At the end of the saloon was the Joss-house, or idol-house, containing
the idol Chin-Tee, having eighteen arms, with her attendants, Tung-Sam
and Tung-See. The richly-gilt idol was made of one solid piece of
camphor-wood, and had a red scarf thrown round it. An altar-table,
also of camphor-wood, and painted red, stood in front of the
Joss-house, with an incense burner placed upon it. The red ground of
the table had gilt carvings of flowers and insects, and the imperial
dragons with the ball of flame between them. On each side of the front
was a square place painted green, with words in Chinese inviting
worshippers to bring gold and agate stones as offerings.
The sleeping berths of the crew were all _aft_, on a lower deck.
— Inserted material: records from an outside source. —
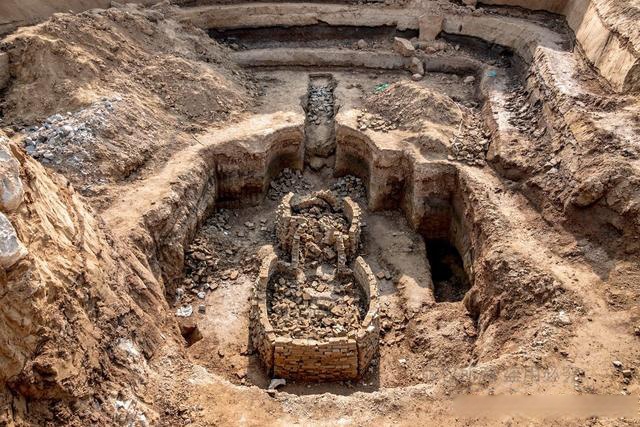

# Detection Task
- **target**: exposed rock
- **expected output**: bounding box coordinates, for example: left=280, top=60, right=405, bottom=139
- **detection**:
left=408, top=57, right=424, bottom=75
left=418, top=14, right=443, bottom=41
left=308, top=156, right=327, bottom=171
left=0, top=212, right=28, bottom=269
left=0, top=53, right=8, bottom=91
left=393, top=37, right=415, bottom=57
left=268, top=378, right=286, bottom=390
left=0, top=140, right=24, bottom=211
left=554, top=310, right=572, bottom=326
left=176, top=305, right=193, bottom=317
left=570, top=175, right=608, bottom=207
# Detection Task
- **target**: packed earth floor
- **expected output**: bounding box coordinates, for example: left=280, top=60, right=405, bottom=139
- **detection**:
left=0, top=1, right=639, bottom=426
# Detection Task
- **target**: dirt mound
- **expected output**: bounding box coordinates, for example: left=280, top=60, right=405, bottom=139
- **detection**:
left=1, top=3, right=253, bottom=125
left=0, top=3, right=258, bottom=202
left=362, top=81, right=462, bottom=132
left=0, top=131, right=184, bottom=425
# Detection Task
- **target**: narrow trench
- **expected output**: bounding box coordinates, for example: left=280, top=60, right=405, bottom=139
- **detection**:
left=303, top=73, right=337, bottom=170
left=426, top=239, right=471, bottom=303
left=209, top=24, right=419, bottom=50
Close by these was the most astonishing part of the vessel, the colossal
rudder, not hung with pintles and gudgeons, the vessel having no
stern-post, but suspended to two windlasses by three large ropes made
of cane and hemp; one round a windlass on the next deck, and two round
a windlass on the upper deck of all, so that it could be raised or
lowered according to the depth of water. When lowered to its full
extent it drew about twenty-four feet, being twelve feet more than the
draught of the vessel. It was steered on this berth-deck when fully
lowered. It was also drawn close into the stern, into a kind of
socket, by means of two immense bamboo ropes attached to the bottom of
the rudder, passing beneath the bottom of the vessel, and coming over
the bow on the upper deck, and there hove in taut and fastened. When
let down to its greatest depth it required occasionally the strength
of fifteen men to move the large tiller.